Validation of a Stability-Indicating RP-HPLC Method for Determination of L-Carnitine in Tablets

Department of Pharmaceutics, Faculty of Pharmacy, Islamic Azad University (IAUPS), Pharmaceutical Sciences Branch, Tehran 193956466, Iran

Received 5 June 2014; Accepted 30 July 2014; Published 23 October 2014

Academic Editor: Josep Esteve-Romero

Copyright © 2014 Roghaieh Khoshkam and Minoo Afshar. This is an open access article distributed under the Creative Commons Attribution License, which permits unrestricted use, distribution, and reproduction in any medium, provided the original work is properly cited.

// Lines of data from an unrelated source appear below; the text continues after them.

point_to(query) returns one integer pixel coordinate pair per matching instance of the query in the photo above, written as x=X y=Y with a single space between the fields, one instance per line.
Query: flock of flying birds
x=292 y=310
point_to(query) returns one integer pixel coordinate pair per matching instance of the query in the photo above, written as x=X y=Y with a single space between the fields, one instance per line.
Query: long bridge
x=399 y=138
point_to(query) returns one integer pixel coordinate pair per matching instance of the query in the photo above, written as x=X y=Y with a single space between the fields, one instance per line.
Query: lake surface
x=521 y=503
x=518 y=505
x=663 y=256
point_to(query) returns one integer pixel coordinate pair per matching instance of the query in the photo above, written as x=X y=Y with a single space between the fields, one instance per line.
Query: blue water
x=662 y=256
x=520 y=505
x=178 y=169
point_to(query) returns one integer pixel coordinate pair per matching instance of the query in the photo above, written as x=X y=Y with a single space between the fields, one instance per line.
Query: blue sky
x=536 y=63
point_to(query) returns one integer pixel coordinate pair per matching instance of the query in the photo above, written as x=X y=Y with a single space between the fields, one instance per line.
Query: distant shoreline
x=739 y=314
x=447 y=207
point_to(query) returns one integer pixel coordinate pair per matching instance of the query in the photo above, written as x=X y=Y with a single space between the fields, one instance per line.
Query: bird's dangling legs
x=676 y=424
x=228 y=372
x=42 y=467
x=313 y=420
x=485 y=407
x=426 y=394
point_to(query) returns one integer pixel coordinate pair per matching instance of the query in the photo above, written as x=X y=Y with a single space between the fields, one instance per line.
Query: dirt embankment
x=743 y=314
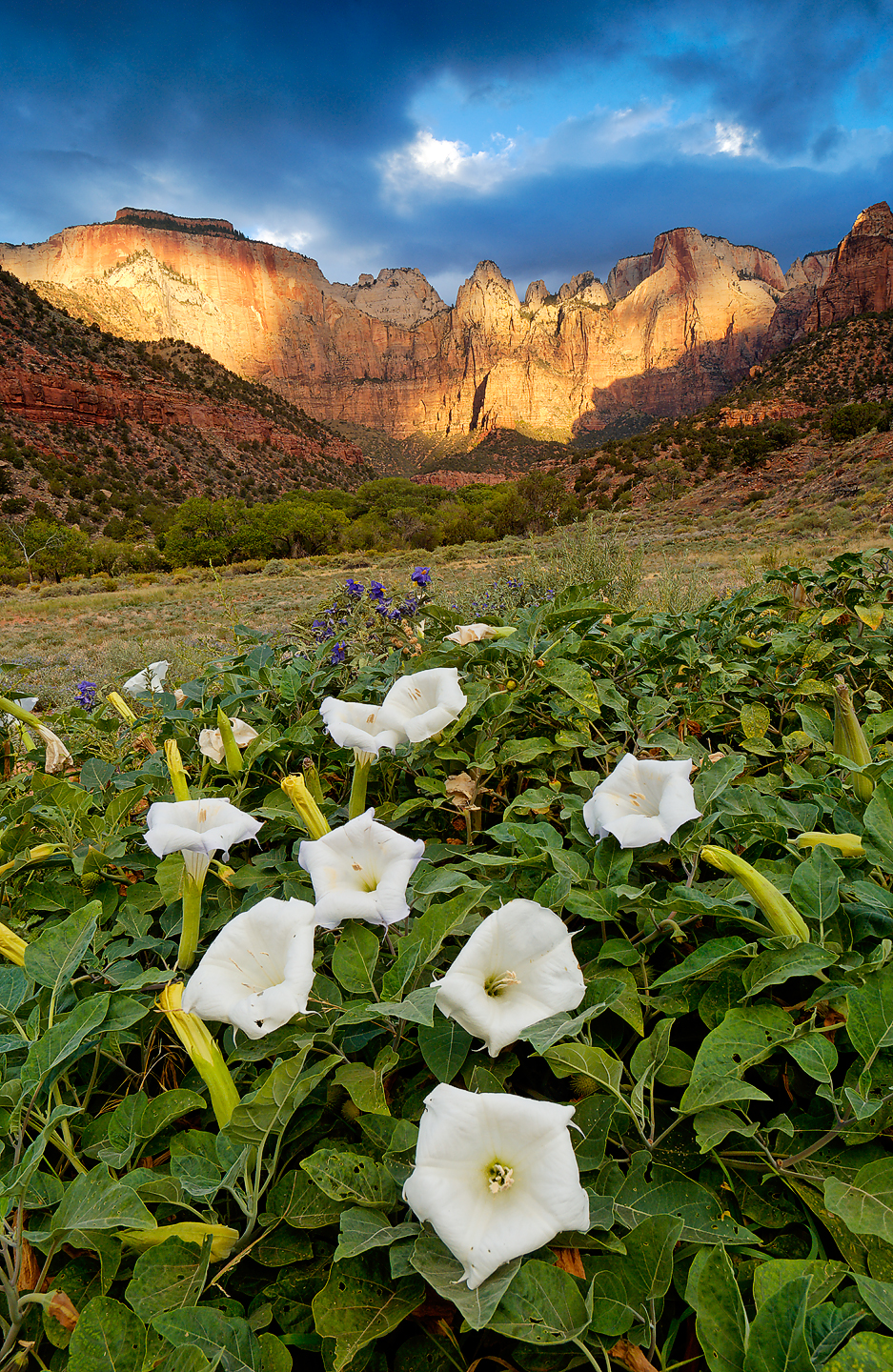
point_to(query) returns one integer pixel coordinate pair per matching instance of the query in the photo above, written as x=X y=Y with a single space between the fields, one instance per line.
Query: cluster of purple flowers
x=85 y=695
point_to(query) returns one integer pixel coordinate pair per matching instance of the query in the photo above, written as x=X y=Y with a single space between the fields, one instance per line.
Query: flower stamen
x=499 y=1179
x=497 y=984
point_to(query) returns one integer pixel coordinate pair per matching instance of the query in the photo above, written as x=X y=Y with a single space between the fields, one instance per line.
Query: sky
x=550 y=137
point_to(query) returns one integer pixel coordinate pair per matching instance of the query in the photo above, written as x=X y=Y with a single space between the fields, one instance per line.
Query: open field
x=51 y=636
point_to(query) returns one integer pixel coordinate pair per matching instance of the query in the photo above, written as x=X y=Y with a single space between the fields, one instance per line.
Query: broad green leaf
x=568 y=1059
x=864 y=1353
x=55 y=954
x=870 y=1013
x=298 y=1200
x=865 y=1205
x=878 y=1297
x=169 y=1276
x=778 y=965
x=434 y=1261
x=96 y=1200
x=720 y=1324
x=350 y=1178
x=443 y=1046
x=364 y=1229
x=107 y=1338
x=361 y=1302
x=777 y=1341
x=364 y=1084
x=542 y=1305
x=815 y=885
x=268 y=1110
x=218 y=1337
x=649 y=1261
x=755 y=720
x=355 y=957
x=745 y=1038
x=770 y=1278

A rapid and stability-indicating RP-HPLC method was developed for determination of L-carnitine in tablets. The separation was based on a C18 analytical column using a mobile phase which consisted of 0.05 M phosphate buffer (pH = 3): ethanol (99 : 1), including 0.56 mg/mL of sodium 1-heptanesulfonate. Column temperature was set at 50°C and quantitation was achieved by UV detection at 225 nm. In forced degradation studies, the drug was subjected to oxidation, hydrolysis, photolysis, and heat. Among the different stress conditions, the exposure to acidic and basic conditions was found to be an important adverse stability factor. The method was validated for specificity, selectivity, linearity, precision, accuracy, and robustness. The applied procedure was found to be linear in L-carnitine concentration range of 84.74–3389.50 µg/mL . Precision was evaluated by replicate analysis in which relative standard deviation (RSD) values for areas were found below 2.0%. The recoveries obtained (100.83%–101.54%) ensured the accuracy of the developed method. The expanded uncertainty (3.14%) of the method was also estimated from method validation data. Accordingly, the proposed validated and rapid procedure was proved to be suitable for routine analyzing and stability studies of L-carnitine in tablets.